The irish economists seemed to have got everything backwards. Perhaps all those good years have got to them; they seriously don’t seem to have a clue what they are doing.
Senior Irish cabinet ministers spent yesterday hammering out the winding-up details for debt-ridden Anglo Irish Bank, which has now been nationalised.
The final decision, due to be released on Thursday, is expected to include a plan for restructuring the bank’s bonds.
And here the Irish government faces a tricky dilemma. If the bank’s bondholders are forced to share in the pain, the Irish government will alleviate some of its intense budgetary strains.
At the same time, the decision could spell problems for other Irish banks which need to raise about €25 billion ($US33.7 billion) this month to repay maturing debt.
Telling the share/bond holders to take a haircut is what should have been done on day one. But it is way too late to be discussing this as an option now. They have completely destroyed what was left of the economy and are now simply making the problem worse. The economy is completely destroyed after years of Austerity measures. Look at the delusion
The Irish government was counting on an economic recovery to improve its budget outlook. But these hopes were crushed last week by figures that showed that the Irish economy shrank by 1.2 per cent in the second quarter.
We simply ask how it was ever going to improve? If you are running a surplus budget you are taxing more than you are giving. The economy shrank ? Really!! 1+1=2.
We are suprised it only managed a 1.2% fall. There are obviously some innovative private businesses in Ireland, it is a real shame they are being undermined by the incompentent government. Seriously; how many times do supposed economists need to be told the fundamentals. If you are not a net importer and you strive for a surplus then you are making the people poorer. If people feel themselves getting poorer, they are not going to spend which means businesses collapse , which means people get poorer, and so on.

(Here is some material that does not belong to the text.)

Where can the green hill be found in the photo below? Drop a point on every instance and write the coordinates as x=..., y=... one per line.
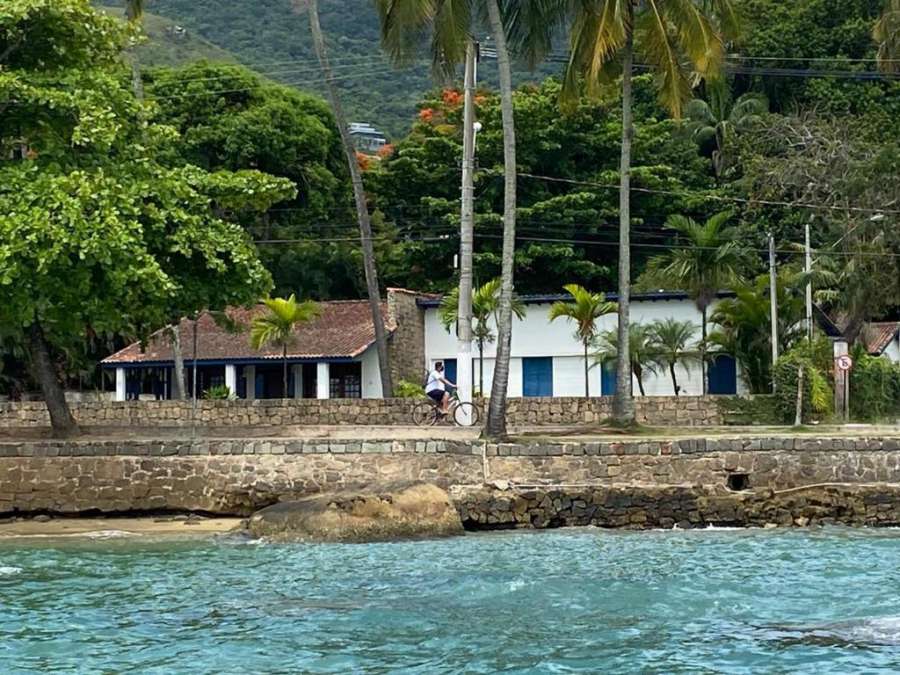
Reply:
x=169, y=44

This doesn’t seem that hard to comprehend does it ?
As we noted last week Ireland has fallen for the usual IMF induced stupidity that bond holders are the ones you should please, and when you do everything will be rosey. We simply ask again, when the hell will Ireland wake up, default on its Euro debt and leave the EU ?
We also note today, that the political process has almost completely fallen apart.
Hopefully this will mean that the government is kicked out and someone with a clue will make the hard decisions that need to be made.